This used to be a mantra of mine when I was younger. It seemed so logical – expecting the worst would not only mean you were prepared for it, but would also lead to pleasant relief were a more positive outcome to occur instead.
Yet life experience and training as a psychologist has gradually eroded this viewpoint for me. Employing pure pessimism in the arena of employment itself can be at best unhealthy (e.g. feeling despondent and gloomy), and at worst lead to self-fulfilling prophecies (not applying for that job based on the prediction “well I won’t get it anyway…”).
As with most things, there is a balance to our approach and perspectives in such matters. So, when is optimism helpful and when can we benefit from some pessimistic realism (or is it realistic pessimism)?
Believing we can change
A pessimist may argue that they can’t change; they were born a pessimist and have been that way all their life. It’s ingrained. A pessimist’s perspective on pessimism itself!
However, psychology research suggests there is scope for change: positive actions (acting ‘as if’ you were an optimist) can increase the likelihood of success and actually lay down new neural pathways – alternatives to those well-trodden pessimist pathways. Techniques that have been shown to help include mindfulness approaches (observing your thought processes and pessimistic biases), and cognitive bias modification (essentially ‘correcting’ negative biases towards a more balanced perspective). The key is practise!
Making your own luck
Psychologist and author Professor Richard Wiseman has conducted a lot of research into luck. One of the messages of his work is that ‘lucky’ people tend towards increasing their opportunities for success (or ‘luck’), rather than luck being some elusive entity that people find that they either ‘have’ or ‘don’t have’. Indeed believing one is not lucky may lead to confirming that viewpoint by never entering into situations that would prove otherwise (“there’s no point in entering that competition – I’m so unlucky I will never win!”)
So, put yourself out there. When it comes to scouting potential jobs or career moves speak to people, attend relevant events, apply for varied job and work experience opportunities. Don’t only go for what you consider to be ‘safe bets’; such ‘certainties’ cannot be guaranteed anyway and there’s wisdom in the old adage of learning from experience and ‘mistakes’…

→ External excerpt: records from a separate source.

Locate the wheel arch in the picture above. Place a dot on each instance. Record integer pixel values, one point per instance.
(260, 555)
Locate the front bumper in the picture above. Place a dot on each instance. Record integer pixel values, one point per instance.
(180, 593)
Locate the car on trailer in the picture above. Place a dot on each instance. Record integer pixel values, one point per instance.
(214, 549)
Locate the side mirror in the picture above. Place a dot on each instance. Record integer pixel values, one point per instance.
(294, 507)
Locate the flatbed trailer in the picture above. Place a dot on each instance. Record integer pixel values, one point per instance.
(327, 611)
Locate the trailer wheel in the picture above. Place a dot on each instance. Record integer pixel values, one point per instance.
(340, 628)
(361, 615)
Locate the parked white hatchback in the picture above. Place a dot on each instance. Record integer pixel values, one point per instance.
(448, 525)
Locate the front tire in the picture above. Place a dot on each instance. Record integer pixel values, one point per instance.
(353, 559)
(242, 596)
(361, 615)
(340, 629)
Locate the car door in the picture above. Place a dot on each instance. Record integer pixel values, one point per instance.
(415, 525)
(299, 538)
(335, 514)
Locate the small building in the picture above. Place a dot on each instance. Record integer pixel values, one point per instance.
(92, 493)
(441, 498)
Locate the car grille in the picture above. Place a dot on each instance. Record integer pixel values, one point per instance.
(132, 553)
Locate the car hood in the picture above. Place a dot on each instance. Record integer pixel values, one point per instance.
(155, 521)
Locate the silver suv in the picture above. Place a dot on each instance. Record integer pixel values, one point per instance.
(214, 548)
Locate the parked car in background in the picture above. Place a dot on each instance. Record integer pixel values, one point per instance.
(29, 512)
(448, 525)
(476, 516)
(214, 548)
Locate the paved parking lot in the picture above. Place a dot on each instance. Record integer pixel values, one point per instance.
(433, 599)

This refers to the tendency that we all have in believing that we are less likely to befall unpleasant events compared to the average (e.g. a smoker believing that lung cancer affects other people, justifying their decision to continue smoking). Pessimists may in some situations be more ‘realistic’, but they can also be less happy. Whilst health may not be the best avenue to display optimistic bias, in developing your career you are likely to go further from a little optimistic bias… At the very least, acting as if you are optimistic could well bring the same effects as truly believing the optimistic stance.
Whilst you don’t want to expect too little from yourself that leads you to shy away from opportunity, you also don’t want to set your expectations so high that you set yourself up for failure and disappointment (“see, that optimistic thing just doesn’t work!”).
Put your eggs in different baskets rather than just the one. Have a plan A, but also a plan B and a plan C.
Being realistic doesn’t have to equate to being pessimistic. Yes, the job market it competitive. But does that mean you shouldn’t try to secure that job you really want?
You may be plagued with pessimistic thoughts, and doubts of success. That’s ok. What’s important is what you do; would you rather act in accordance with those thoughts or consider the steps to achieve your career goals and focus on that instead?
Not even Pollyanna can be optimistic all the time (they edited her pessimistic moments). Yet practising optimism to enhance success will improve your changes of that ‘lucky’ (career) break.